This page provides a brief introduction to why high school is a critical phase of your life, and a few big ideas to keep in mind. Read it, and then proceed to explore our range of advice offerings.

You here will refer to a high school student, typically an early high school student.

How high school matters

High school is a critical phase for reasons to do both with biology and the structure of academic systems, because of the juxtaposition of two facts:

  • You are still officially a minor (a child) so that you do not have any of the responsibilites associated with adulthood to weigh you down, and your mental capacity is still growing and malleable.
  • You have entered a period of life where you are sufficiently mature to do important activities, and others expect you to act responsibly. Your actions have consequences for yourself and others.

The negative: getting into trouble

In high school, you can get into trouble in ways that could radically alter your future life trajectory in ways that are (for the most part) bad.
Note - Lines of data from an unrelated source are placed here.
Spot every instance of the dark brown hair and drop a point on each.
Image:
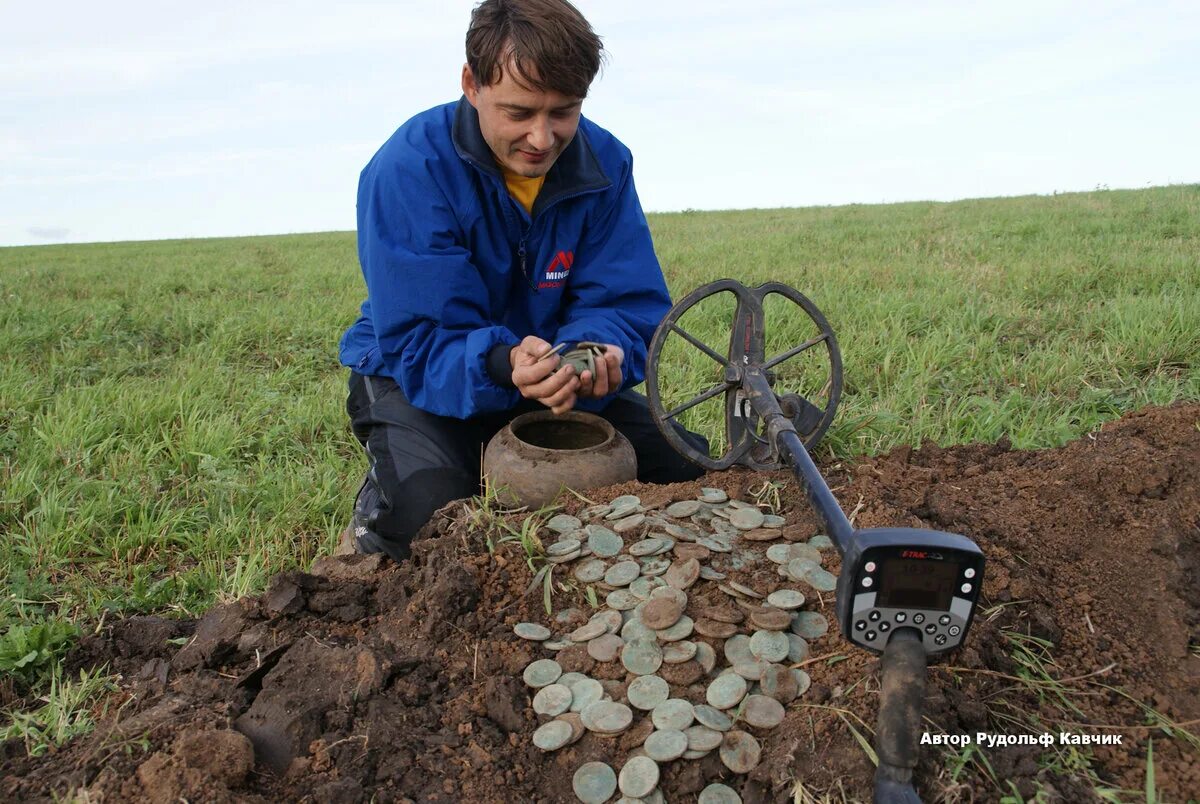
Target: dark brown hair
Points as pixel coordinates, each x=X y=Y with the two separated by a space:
x=547 y=42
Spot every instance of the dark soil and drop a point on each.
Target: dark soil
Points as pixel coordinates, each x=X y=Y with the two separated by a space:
x=365 y=681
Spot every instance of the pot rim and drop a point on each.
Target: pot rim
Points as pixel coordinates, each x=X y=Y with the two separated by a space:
x=589 y=419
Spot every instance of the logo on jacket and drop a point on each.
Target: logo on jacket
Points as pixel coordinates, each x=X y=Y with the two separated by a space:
x=557 y=270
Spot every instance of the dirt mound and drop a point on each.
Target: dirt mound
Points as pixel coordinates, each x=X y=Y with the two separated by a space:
x=364 y=681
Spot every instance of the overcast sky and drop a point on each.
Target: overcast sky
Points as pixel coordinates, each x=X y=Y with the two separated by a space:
x=143 y=120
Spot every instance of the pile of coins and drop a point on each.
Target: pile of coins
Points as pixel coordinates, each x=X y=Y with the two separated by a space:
x=647 y=563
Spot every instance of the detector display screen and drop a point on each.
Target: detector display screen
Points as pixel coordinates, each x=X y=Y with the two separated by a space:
x=917 y=583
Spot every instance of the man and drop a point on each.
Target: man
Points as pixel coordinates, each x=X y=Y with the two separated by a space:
x=490 y=229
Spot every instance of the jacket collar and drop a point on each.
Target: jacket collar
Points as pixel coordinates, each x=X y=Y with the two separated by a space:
x=576 y=171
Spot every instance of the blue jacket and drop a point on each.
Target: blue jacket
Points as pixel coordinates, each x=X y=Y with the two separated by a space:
x=457 y=273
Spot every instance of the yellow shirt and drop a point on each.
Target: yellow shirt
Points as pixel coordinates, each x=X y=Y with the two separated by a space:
x=522 y=189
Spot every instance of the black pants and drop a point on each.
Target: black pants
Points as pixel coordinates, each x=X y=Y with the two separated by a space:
x=420 y=461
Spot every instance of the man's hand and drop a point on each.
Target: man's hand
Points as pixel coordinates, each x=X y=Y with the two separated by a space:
x=543 y=379
x=609 y=373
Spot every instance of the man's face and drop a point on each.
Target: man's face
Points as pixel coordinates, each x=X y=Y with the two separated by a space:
x=526 y=129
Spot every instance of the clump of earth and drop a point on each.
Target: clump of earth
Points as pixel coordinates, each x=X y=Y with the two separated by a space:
x=445 y=679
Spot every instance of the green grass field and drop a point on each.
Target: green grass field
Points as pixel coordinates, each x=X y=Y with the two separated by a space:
x=172 y=429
Examples:

  • Drugs, alcohol, or smoking, both the activities themselves, and getting caught doing them.
  • Getting pregnant, as well as other problems related to sexual activity, such as getting in trouble with your school for sexual activity, getting a sexually transmitted disease, etc.
  • Getting a police record due to violent or property crime or gang activity.

As a general rule, we recommend avoiding these while in high school. A couple additional points:

  • Some of these activities are not unsafe or undesirable in principle but they can be started later. Delaying parenthood (and sexual activity) to after high school is better both biologically and socio-economically. Moderate alcohol consumption is claimed to have health benefits, but that too can be begun later.
  • In some cases, it is not the activity itself but the implicit social context and the maturity level of the other people around you that makes it dangerous. The examples of drugs, sex, and alcohol are particularly noteworthy.
  • While it may be the case that some people are unwilling to be friends with you if you don't engage in these activities, you should weigh this downside based on the probability (generally low) that you'll need to rely on their friendship or being part of their social circle over the long term. There may be ways of navigating these issues while minimizing social friction.

The good news is that avoiding trouble of the above sorts is generally easy if you put your mind to it -- the hard part is just deciding to avoid them.

Some people gravitate toward trouble because the day-to-day academics and school activities feel boring, and they do not have an outlet for their creativity and sense of adventure. if that describes you, then look below at the section The positive.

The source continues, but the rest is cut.